8 Tips and Scripts for Trauma-Informed Mindfulness Teaching
Follow these guidelines to help you and your students feel empowered and safe when you teach mindfulness. The post 8 Tips and Scripts for Trauma-Informed Mindfulness Teaching appeared first on Mindful.
As we become more trauma aware in our society, whether it’s in the wake of the pandemic, a growing awareness of racial, gender, or identity based trauma, a deeper understanding of the nervous system, or an awareness of adverse childhood events, many practitioners and facilitators of mindfulness have grown more nervous about teaching, fearful that they may trigger students. As a therapist and mindfulness teacher, I’ve been studying the science of mindfulness, and the practice of it, with clients and students, and want to offer some guidance and even scripts for when words may fail us in challenging moments. While these ideas are just a starting point, I hope these tips and scripts can help you and your students feel more empowered and safe in your practice.
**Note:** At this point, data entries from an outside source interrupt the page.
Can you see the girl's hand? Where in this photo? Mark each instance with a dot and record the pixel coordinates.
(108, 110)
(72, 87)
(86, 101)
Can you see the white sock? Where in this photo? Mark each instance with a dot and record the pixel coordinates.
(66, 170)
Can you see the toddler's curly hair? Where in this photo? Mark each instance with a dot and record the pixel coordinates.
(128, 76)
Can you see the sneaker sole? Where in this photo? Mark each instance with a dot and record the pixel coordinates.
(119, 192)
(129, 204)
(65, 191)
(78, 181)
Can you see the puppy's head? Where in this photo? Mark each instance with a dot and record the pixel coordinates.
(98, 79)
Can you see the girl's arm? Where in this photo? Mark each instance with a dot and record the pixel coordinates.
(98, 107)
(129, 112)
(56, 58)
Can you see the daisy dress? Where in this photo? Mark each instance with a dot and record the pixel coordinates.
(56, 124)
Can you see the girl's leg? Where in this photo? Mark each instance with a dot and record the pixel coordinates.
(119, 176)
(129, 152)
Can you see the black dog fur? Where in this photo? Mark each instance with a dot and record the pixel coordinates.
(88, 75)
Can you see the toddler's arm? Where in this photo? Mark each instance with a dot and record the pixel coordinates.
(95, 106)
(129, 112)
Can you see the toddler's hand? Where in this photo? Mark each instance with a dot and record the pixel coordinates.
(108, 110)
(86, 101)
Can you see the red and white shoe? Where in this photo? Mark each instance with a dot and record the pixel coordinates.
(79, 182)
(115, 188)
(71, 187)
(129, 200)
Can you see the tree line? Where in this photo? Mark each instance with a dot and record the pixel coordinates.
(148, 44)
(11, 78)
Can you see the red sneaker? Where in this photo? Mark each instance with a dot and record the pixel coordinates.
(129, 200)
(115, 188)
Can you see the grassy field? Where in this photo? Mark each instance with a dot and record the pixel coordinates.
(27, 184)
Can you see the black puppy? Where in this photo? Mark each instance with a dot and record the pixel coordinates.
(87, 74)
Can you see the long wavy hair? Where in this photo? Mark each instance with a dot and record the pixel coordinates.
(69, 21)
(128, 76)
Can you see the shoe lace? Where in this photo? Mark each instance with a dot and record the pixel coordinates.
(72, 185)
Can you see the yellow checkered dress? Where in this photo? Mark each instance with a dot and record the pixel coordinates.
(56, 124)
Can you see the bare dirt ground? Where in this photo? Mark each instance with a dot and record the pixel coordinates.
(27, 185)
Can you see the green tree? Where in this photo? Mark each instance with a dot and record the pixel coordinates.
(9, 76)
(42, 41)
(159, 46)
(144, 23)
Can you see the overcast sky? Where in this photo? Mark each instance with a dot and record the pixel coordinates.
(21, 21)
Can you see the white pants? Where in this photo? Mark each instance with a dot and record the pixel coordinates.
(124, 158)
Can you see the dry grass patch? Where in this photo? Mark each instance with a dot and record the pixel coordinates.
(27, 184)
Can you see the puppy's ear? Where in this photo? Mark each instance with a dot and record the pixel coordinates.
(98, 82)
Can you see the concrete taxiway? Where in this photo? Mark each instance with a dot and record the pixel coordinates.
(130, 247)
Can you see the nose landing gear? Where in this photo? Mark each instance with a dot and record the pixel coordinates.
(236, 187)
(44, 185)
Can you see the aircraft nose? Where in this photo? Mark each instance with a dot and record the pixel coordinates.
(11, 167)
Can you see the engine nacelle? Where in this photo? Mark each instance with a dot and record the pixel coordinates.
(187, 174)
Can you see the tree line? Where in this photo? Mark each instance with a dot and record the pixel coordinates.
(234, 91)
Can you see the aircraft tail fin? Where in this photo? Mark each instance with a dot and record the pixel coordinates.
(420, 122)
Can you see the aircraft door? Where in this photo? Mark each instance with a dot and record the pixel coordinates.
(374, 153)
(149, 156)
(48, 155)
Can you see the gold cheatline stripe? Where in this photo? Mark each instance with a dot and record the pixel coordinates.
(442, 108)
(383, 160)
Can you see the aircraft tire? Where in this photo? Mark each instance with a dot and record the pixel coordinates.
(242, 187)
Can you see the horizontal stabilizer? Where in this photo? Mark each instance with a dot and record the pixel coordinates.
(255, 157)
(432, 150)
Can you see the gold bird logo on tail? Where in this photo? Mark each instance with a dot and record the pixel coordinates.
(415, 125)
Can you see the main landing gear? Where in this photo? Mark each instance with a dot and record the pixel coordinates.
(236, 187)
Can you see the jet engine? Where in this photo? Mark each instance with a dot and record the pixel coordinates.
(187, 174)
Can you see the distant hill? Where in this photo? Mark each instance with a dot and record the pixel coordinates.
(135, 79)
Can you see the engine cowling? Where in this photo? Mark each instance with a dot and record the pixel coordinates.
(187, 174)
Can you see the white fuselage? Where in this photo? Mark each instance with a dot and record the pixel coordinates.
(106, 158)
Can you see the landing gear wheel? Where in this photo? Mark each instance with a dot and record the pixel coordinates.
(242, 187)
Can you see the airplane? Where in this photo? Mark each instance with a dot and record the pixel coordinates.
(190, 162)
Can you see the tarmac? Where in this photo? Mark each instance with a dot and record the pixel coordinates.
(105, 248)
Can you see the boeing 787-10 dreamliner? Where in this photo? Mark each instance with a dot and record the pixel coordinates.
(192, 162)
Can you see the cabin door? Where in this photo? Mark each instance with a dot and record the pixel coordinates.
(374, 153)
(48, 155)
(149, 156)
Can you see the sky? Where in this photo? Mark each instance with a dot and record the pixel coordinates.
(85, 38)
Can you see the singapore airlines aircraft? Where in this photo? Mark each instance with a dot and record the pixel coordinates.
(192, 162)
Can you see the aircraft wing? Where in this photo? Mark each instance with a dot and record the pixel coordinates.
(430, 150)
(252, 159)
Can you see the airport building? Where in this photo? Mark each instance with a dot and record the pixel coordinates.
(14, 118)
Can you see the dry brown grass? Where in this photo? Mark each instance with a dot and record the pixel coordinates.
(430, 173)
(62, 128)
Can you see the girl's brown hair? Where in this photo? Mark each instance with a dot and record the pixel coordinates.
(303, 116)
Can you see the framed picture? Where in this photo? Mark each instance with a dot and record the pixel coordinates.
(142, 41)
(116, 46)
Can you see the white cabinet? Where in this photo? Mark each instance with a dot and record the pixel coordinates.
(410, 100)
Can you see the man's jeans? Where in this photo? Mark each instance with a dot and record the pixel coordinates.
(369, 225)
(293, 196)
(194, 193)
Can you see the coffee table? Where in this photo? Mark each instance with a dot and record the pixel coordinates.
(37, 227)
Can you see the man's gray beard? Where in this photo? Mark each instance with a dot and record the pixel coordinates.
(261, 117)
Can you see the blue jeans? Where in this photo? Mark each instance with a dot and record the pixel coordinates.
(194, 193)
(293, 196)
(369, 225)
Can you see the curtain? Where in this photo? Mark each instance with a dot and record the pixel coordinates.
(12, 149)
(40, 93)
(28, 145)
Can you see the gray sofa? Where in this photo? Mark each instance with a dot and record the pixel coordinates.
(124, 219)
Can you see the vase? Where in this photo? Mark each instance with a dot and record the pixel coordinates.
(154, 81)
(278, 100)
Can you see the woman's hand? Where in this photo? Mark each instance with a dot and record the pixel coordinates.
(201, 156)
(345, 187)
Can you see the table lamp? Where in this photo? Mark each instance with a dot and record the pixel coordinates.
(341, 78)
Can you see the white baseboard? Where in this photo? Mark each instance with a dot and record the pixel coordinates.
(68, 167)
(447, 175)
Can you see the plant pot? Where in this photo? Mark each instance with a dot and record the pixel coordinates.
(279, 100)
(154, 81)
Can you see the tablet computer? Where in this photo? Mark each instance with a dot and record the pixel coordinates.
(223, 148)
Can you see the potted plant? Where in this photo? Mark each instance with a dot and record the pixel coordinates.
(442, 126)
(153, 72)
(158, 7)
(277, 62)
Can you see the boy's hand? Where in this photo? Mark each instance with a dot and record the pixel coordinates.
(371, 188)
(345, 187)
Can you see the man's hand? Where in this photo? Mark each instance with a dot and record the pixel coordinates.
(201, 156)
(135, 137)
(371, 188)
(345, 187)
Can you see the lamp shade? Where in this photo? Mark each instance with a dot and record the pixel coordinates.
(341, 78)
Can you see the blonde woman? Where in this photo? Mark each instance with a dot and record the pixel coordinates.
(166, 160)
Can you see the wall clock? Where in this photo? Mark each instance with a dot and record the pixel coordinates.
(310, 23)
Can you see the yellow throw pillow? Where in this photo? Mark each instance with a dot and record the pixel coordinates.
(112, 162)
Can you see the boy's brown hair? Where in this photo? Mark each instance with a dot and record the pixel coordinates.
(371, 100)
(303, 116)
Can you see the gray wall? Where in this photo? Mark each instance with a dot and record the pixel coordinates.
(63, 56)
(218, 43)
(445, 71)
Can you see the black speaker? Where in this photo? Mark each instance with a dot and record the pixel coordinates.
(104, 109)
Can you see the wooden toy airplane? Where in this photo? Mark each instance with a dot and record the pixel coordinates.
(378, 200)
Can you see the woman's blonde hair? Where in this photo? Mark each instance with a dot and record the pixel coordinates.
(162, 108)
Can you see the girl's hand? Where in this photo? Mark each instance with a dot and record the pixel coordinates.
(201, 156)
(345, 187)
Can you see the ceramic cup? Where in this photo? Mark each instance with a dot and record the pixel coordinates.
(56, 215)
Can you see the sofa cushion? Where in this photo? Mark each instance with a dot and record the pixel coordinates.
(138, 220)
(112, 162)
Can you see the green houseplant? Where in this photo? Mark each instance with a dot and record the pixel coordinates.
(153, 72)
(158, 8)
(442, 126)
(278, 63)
8 Tips and Scripts for Trauma-Informed Mindfulness Teaching
1. Pre-orient Beforehand:
Post-Traumatic Stress Disorder (PTSD) symptoms can arise from scenarios that are unpredictable. When we make our lessons as predictable as possible, this helps students feel safe because they know what’s coming next.
Try: “I’ll invite you to join me in this activity. We’re going to focus on breathing in for seven and out to 11 for the next two minutes, and notice how we feel afterwards. If you want to share about your experience with the group, you can draw, write, or say a few words if that’s comfortable. You can also check in with me on your own about it later.”
2. Re-orient Afterwards:
For those who are dissociative or sleepy, gentle re-orientation reminders and sensory grounding for the whole group can help them ease out of the practice and does not spotlight more vulnerable students.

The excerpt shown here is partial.